Despite this, there are some important non-infective causes.
infectious diarrhoea in children
Infectious diarrhoea in children is a very common problem, most of which is viral, principally rotavirus.
The important features of management are:
recognition of more serious causes of diarrhoea, for example, if there is blood in the stool - ie the possibility of intussusception
appropriate treatment is usually conservative, antibiotics and gut motility inhibitors are rarely required
adequate oral rehydration at an early stage
More than 90% of infectious diarrhoea in infants has a viral aetiology - in fact 90% is caused by rotavirus, a virus which can cause infections of both the GIT and URT. Other viruses include Echo and Enteroviruses.
A bacterial aetiology is suggested by high pyrexia and bloody diarrhoea. This is principally Enteropathic E. coli, although Shigella, Salmonella and Campylobacter should be borne in mind. World-wide, cholera must be considered, especially currently in South America.
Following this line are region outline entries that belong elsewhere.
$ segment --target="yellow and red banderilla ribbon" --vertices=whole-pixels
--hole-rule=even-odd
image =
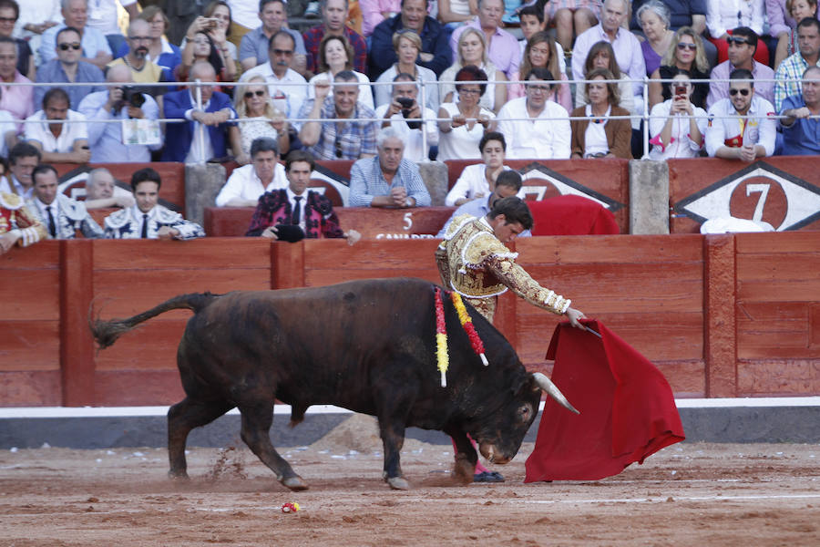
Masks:
[[[489,365],[489,362],[487,360],[487,356],[484,355],[484,343],[481,342],[481,337],[476,332],[473,321],[470,319],[470,315],[464,306],[464,302],[461,300],[461,294],[451,293],[450,299],[453,301],[456,313],[458,314],[461,326],[470,339],[470,346],[472,346],[473,351],[476,352],[476,355],[481,358],[481,362],[487,366]],[[441,387],[446,387],[446,375],[447,368],[450,366],[450,356],[447,355],[447,327],[444,316],[444,302],[441,299],[441,289],[438,287],[436,287],[436,360],[438,365],[438,371],[441,373]]]

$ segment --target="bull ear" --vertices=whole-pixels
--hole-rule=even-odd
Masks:
[[[555,384],[552,383],[552,380],[548,378],[546,376],[541,374],[540,372],[533,373],[532,379],[535,381],[536,385],[538,386],[544,392],[554,398],[558,403],[569,410],[570,412],[575,412],[576,414],[580,414],[578,409],[569,404],[569,401],[567,400],[567,397],[564,397],[564,394],[561,393],[560,389],[556,387]]]

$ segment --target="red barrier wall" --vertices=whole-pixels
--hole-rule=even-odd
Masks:
[[[707,218],[764,221],[779,231],[820,230],[820,158],[777,156],[753,163],[669,160],[672,233],[699,232]]]
[[[0,256],[0,404],[161,405],[181,397],[176,346],[190,316],[152,319],[97,352],[89,306],[128,316],[178,294],[438,281],[437,240],[260,238],[48,241]],[[678,397],[820,394],[820,232],[518,240],[545,285],[651,359]],[[507,294],[496,324],[530,369],[558,317]]]

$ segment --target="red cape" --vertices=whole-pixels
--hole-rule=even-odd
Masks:
[[[617,475],[684,439],[661,371],[601,323],[583,323],[601,338],[561,323],[547,353],[552,381],[580,414],[547,399],[525,482]]]

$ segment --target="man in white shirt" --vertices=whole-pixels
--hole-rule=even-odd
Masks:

Chronic infections might suggest protozoans, for example Giardia lamblia. This causes three or four episodes of foul smelling diarrhoea a day, and a diagnosis is made on the basis of cysts found in the stool.
Environmental factors include:
poverty and overcrowding, in the absence of clean water supply, proper sewerage disposal and appropriate personal hygiene are important internationally
malnutrition is a strong contributory factor
bottle feeding, with incorrect sterilisation
The highest risk groups are children under six months old in the developed, or infants bottle fed or between weaning and the second year in the developing world.
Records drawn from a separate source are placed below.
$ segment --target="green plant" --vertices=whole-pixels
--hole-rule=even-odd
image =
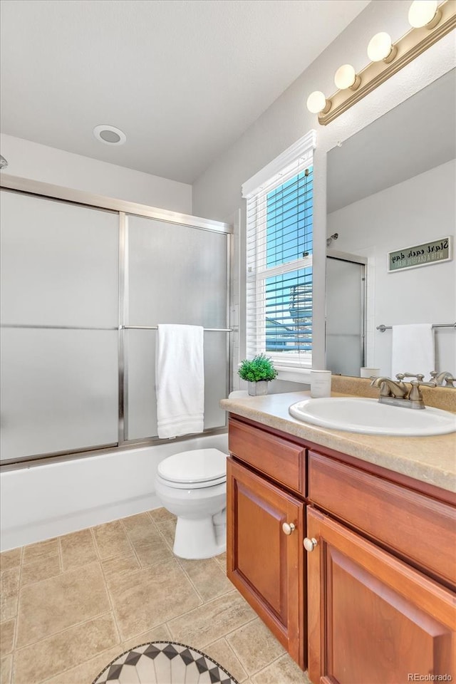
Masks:
[[[277,377],[277,370],[272,361],[265,354],[256,354],[251,361],[244,358],[237,371],[242,380],[249,383],[258,383],[261,380],[274,380]]]

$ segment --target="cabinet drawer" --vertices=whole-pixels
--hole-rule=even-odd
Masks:
[[[228,448],[276,482],[305,495],[306,450],[302,447],[231,418]]]
[[[309,452],[309,499],[456,585],[456,511],[447,504]]]

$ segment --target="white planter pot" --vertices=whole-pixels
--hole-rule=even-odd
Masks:
[[[268,393],[267,380],[260,380],[257,383],[249,383],[249,394],[251,397],[261,397]]]

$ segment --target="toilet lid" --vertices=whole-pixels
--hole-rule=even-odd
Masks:
[[[157,470],[171,482],[213,482],[226,477],[227,455],[218,449],[181,451],[161,461]]]

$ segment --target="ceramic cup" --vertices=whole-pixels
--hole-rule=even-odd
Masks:
[[[331,370],[311,370],[311,397],[330,397],[331,378]]]

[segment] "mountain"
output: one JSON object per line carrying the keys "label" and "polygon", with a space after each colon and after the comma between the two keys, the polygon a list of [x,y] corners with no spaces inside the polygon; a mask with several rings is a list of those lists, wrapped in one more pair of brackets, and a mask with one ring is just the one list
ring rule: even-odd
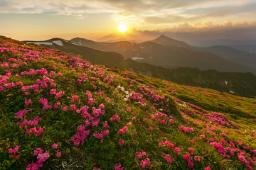
{"label": "mountain", "polygon": [[202,49],[221,57],[256,69],[256,54],[252,54],[226,46],[212,46]]}
{"label": "mountain", "polygon": [[230,45],[230,47],[240,51],[256,54],[256,45],[245,44],[245,45]]}
{"label": "mountain", "polygon": [[177,46],[178,47],[188,47],[189,45],[183,41],[176,40],[172,39],[171,38],[166,37],[164,35],[160,35],[157,38],[149,40],[149,42],[153,42],[157,44],[164,45],[171,45],[171,46]]}
{"label": "mountain", "polygon": [[[202,69],[216,69],[220,72],[242,72],[256,73],[256,69],[245,66],[234,61],[220,57],[208,52],[194,49],[183,42],[175,40],[164,35],[152,41],[134,43],[128,41],[115,42],[97,42],[82,38],[70,40],[78,45],[98,50],[116,52],[126,59],[132,58],[139,62],[169,68],[178,67],[198,67]],[[156,42],[158,42],[159,43]],[[162,44],[159,44],[160,42]]]}
{"label": "mountain", "polygon": [[233,46],[233,45],[256,45],[256,40],[236,40],[230,39],[217,39],[217,40],[198,40],[193,41],[191,43],[193,46],[197,47],[210,47],[215,45],[221,46]]}
{"label": "mountain", "polygon": [[[80,40],[79,38],[76,40],[75,42],[81,45],[97,44],[95,42],[88,40]],[[54,42],[58,42],[58,43],[55,43]],[[68,42],[60,38],[53,38],[44,42],[29,41],[27,42],[35,43],[65,52],[73,53],[95,64],[104,64],[108,67],[116,67],[121,69],[124,68],[134,72],[172,81],[181,84],[211,88],[240,95],[256,96],[256,86],[255,86],[256,84],[256,76],[250,73],[220,72],[214,70],[200,70],[196,68],[187,67],[174,69],[170,68],[169,66],[159,67],[146,62],[138,62],[142,60],[134,60],[134,58],[124,60],[122,55],[115,52],[95,50],[87,47],[77,45],[75,42]],[[135,45],[129,42],[119,42],[111,43],[110,45],[115,47],[113,45],[116,45],[117,44],[120,45],[120,46],[121,45],[122,46],[126,45],[126,47],[131,45],[131,47],[134,47],[141,52],[142,52],[142,50],[144,50],[142,47],[144,47],[144,49],[146,49],[144,52],[151,52],[151,54],[155,52],[151,50],[149,52],[146,52],[146,50],[149,50],[149,49],[151,47],[152,48],[154,47],[154,50],[157,50],[157,54],[161,54],[164,50],[164,49],[161,49],[163,47],[162,45],[150,42],[144,42],[143,43],[144,46],[140,47],[134,47]],[[104,46],[104,45],[100,43],[97,45]],[[156,48],[156,45],[158,45],[160,48]],[[172,52],[175,51],[176,47],[174,47],[174,50],[171,50],[171,47],[170,47],[171,50]],[[207,69],[208,68],[206,67],[206,69]],[[226,84],[225,81],[228,81],[228,84]]]}
{"label": "mountain", "polygon": [[[91,43],[92,41],[83,40]],[[114,52],[103,52],[87,47],[79,46],[60,38],[53,38],[43,42],[24,41],[30,44],[36,44],[42,47],[50,47],[62,50],[68,53],[80,55],[84,60],[90,60],[95,64],[106,64],[111,67],[124,67],[124,57]],[[82,42],[83,43],[83,42]]]}
{"label": "mountain", "polygon": [[238,64],[242,64],[242,65],[250,67],[253,69],[256,69],[256,54],[235,50],[233,47],[228,46],[215,45],[208,47],[198,47],[164,35],[161,35],[158,38],[150,40],[149,42],[154,42],[164,45],[182,47],[188,50],[194,52],[210,52],[211,54],[215,55],[226,60]]}
{"label": "mountain", "polygon": [[0,63],[1,169],[256,168],[254,97],[3,36]]}

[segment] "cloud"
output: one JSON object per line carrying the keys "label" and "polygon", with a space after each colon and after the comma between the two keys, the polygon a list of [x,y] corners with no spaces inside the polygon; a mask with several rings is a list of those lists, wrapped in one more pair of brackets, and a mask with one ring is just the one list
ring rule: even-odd
{"label": "cloud", "polygon": [[[221,24],[212,22],[191,25],[187,23],[172,28],[154,30],[140,30],[134,28],[132,35],[136,38],[152,39],[160,35],[185,41],[205,40],[215,39],[250,40],[256,39],[256,23],[249,24],[246,22],[233,23],[230,21]],[[132,38],[130,38],[132,39]]]}

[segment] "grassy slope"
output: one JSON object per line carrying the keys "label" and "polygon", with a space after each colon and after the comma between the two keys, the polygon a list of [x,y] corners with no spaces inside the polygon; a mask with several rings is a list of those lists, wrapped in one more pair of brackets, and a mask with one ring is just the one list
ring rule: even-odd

pathophysiology of infective diarrhoea
Infective organisms are able to cause diarrhoea in a variety of ways:
mucosal damage caused by direct attack
toxin production after ingestion
toxin production before ingestion
The diarrhoea itself can be:
secretory, where deranged membrane transport results in decreased electrolyte absorption and thus decreased water absorption
decreased absorption, itself a result of mucosal damage, osmosis, or increased gut motility
treatment of childhood diarrhoea
Medicinal intervention in diarrhoea is not often recommended, since antibiotic treatment in itself may lead to pseudomembranous colitis.
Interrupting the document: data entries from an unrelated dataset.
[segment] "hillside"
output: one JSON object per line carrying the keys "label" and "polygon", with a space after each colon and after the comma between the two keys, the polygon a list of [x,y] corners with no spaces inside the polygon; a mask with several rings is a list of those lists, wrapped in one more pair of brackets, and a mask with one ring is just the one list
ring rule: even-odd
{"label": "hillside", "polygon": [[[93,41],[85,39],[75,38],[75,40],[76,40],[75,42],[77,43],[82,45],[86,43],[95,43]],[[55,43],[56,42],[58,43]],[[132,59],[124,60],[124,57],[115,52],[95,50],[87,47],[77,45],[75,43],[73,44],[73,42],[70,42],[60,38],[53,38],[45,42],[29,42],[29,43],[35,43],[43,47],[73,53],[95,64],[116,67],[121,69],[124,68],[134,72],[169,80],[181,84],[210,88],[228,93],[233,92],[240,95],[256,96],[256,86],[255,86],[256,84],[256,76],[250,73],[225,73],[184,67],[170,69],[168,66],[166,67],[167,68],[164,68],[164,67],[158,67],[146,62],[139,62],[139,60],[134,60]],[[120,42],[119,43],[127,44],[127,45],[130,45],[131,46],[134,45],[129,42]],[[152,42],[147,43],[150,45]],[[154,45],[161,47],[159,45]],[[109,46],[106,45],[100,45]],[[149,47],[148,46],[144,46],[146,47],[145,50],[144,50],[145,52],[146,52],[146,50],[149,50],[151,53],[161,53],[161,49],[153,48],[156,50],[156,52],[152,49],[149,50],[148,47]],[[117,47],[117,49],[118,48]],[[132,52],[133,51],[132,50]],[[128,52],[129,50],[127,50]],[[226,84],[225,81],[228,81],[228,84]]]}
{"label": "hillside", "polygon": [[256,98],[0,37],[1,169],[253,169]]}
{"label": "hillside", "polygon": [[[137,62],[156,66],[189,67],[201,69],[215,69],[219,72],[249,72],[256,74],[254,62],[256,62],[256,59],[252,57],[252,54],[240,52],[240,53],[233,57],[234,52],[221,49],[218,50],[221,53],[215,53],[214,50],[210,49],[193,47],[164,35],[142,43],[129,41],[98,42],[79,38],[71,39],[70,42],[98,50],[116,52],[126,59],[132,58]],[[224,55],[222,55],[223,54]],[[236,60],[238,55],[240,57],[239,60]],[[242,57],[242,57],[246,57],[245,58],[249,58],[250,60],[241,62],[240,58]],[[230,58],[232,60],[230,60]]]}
In cases of Giardia lamblia and of amoebic dysentry metronidazole is given.
In treatment of diarrhoea, the most important factor is to maintain hydration, thus oral rehydration therapy.
Perhaps an important prophylactic treatment of diarrhoea is to encourage breast feeding - maternal IgA, lactoferrin, neutrophils and macrophages all contribute to protection from diarrhoea.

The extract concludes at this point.